By gradient, we mean the slope. So we want the point where the slope is 8. The derivative of a function is its slope, so we have to find the derivative for y.

y = (x - 3)(x + 5)

y' = (x - 3)'(x + 5) + (x - 3)(x + 5)'

y' = (1)(x + 5) + (x - 3)(1)

y' = (x + 5) + (x - 3)

y' = 2x + 2

So, since the derivative is the slope, we can find where this equation equals 8.

8 = 2x + 2

6 = 2x

3 = x

Now put that into our original equation to find y:

y = (x - 3)(x + 5)

y = (3 - 3)(3 + 5)

y = (0)(8)

y = 0

That leaves our answer (3,0).

f(x) = (x - 3)(x + 5)

You can get the gradient if you calculate the derivate of the function.

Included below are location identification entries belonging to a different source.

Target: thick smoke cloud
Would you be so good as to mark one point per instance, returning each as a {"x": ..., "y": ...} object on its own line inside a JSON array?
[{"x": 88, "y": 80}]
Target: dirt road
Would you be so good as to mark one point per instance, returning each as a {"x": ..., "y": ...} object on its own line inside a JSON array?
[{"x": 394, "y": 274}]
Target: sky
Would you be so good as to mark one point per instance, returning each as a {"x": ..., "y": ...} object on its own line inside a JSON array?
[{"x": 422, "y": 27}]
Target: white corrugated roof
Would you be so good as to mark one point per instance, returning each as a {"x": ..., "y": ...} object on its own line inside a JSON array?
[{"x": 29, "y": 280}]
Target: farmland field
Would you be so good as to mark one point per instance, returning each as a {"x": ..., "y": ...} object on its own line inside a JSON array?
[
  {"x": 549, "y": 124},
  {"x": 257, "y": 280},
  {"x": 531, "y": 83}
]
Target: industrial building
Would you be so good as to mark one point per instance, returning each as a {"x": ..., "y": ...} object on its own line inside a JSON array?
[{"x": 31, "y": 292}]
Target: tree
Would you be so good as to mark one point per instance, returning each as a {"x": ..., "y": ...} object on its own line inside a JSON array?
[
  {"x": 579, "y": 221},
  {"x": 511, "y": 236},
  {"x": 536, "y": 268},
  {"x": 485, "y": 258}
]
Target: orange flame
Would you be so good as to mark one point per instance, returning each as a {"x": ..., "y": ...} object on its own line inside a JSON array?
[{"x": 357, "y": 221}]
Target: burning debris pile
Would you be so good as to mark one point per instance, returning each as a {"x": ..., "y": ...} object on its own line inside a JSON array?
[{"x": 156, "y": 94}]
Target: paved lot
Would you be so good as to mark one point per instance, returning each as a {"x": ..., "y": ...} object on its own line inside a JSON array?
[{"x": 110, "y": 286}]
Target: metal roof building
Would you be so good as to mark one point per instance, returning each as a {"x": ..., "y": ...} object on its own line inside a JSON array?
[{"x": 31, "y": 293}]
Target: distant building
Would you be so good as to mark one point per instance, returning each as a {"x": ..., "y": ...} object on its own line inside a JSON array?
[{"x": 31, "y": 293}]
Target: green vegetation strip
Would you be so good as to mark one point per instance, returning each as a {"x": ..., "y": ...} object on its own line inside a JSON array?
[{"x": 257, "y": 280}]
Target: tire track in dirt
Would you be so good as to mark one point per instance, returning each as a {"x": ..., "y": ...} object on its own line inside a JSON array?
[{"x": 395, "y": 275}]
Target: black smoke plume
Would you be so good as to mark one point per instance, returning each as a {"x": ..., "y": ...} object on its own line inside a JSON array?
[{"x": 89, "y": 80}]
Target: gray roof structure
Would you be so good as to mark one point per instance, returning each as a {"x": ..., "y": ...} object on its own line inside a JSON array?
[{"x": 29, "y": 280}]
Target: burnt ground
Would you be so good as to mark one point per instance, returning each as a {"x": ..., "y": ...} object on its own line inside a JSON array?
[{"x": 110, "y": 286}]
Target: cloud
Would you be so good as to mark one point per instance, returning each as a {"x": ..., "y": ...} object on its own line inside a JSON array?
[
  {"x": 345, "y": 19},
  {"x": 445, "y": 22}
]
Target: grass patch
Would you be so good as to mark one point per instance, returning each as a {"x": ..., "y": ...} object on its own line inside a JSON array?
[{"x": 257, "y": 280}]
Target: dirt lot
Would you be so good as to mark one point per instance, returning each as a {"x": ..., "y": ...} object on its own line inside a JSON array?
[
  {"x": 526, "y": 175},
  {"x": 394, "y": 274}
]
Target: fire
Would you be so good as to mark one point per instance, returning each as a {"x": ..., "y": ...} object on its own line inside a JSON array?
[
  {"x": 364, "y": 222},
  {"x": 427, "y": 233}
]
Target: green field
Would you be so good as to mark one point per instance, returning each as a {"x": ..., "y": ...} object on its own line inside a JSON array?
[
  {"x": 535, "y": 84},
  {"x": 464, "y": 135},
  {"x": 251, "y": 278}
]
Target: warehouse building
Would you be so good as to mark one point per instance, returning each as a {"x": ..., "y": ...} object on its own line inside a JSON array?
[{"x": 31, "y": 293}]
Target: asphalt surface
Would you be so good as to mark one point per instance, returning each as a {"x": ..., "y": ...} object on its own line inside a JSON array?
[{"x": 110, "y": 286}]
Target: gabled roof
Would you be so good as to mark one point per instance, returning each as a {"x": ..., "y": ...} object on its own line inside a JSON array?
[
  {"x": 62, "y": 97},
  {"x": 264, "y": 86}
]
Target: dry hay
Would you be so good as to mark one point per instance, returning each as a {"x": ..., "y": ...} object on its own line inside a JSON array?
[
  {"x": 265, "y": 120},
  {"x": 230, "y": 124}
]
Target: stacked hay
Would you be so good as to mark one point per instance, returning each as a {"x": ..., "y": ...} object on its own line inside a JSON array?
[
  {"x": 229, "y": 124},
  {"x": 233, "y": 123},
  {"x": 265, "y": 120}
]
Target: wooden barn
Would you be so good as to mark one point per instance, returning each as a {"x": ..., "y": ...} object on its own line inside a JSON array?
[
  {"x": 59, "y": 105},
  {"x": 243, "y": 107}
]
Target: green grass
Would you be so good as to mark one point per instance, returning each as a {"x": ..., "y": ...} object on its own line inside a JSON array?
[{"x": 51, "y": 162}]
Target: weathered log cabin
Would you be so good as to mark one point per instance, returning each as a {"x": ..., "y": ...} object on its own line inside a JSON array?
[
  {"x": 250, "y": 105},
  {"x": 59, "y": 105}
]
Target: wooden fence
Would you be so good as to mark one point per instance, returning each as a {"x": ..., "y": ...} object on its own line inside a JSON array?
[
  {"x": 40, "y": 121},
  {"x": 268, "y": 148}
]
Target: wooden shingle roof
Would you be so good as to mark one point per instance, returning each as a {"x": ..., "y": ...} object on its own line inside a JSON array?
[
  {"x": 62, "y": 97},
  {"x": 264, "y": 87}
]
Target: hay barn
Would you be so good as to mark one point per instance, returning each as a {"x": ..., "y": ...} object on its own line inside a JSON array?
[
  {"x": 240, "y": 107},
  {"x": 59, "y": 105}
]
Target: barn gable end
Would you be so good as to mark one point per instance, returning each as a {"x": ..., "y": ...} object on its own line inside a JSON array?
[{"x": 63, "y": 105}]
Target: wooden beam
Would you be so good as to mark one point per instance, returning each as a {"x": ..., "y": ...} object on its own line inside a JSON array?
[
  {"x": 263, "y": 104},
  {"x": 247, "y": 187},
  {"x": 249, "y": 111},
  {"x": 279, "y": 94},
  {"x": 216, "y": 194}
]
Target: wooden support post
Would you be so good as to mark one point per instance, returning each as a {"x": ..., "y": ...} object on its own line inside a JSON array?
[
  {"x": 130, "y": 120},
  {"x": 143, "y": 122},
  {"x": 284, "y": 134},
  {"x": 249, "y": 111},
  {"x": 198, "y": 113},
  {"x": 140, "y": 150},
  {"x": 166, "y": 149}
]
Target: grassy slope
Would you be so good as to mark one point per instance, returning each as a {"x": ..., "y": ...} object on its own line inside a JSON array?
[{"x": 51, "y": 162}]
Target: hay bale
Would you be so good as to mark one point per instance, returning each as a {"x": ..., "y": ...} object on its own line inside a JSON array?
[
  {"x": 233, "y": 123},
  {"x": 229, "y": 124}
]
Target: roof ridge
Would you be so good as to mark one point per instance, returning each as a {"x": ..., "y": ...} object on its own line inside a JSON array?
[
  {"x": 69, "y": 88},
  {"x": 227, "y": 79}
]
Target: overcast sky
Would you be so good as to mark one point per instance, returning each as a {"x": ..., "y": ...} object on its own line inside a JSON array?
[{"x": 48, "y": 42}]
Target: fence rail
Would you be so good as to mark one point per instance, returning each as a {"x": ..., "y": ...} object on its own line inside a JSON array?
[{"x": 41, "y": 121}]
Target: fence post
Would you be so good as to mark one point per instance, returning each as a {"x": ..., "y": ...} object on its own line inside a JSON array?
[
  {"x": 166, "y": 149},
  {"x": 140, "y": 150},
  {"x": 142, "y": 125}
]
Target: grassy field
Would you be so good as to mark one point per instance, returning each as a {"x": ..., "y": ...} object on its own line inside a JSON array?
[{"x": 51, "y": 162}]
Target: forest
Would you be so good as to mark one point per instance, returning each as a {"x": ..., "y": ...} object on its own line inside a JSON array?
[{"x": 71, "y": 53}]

The function looks like: u.v → the derivate will be like: (u'v + v'u) → where:

u = (x - 3) → u' = 1

v = (x + 5) → v' = 1

f'(x) = (u'v + v'u)

f'(x) = (x + 5) + (x - 3)

f'(x) = x + 5 + x - 3

f'(x) = 2x + 2

To find when the gradient is 8, we have to solve the equation: f'(x) = 8

2x + 2 = 8

2x = 6

x = 3 → that is the abscissa of the point

f(x) = (x - 3)(x + 5)

f(3) = (3 - 3)(3 + 5) = 0

The coordinates of the point where the gradient is 8 are (3 ; 0)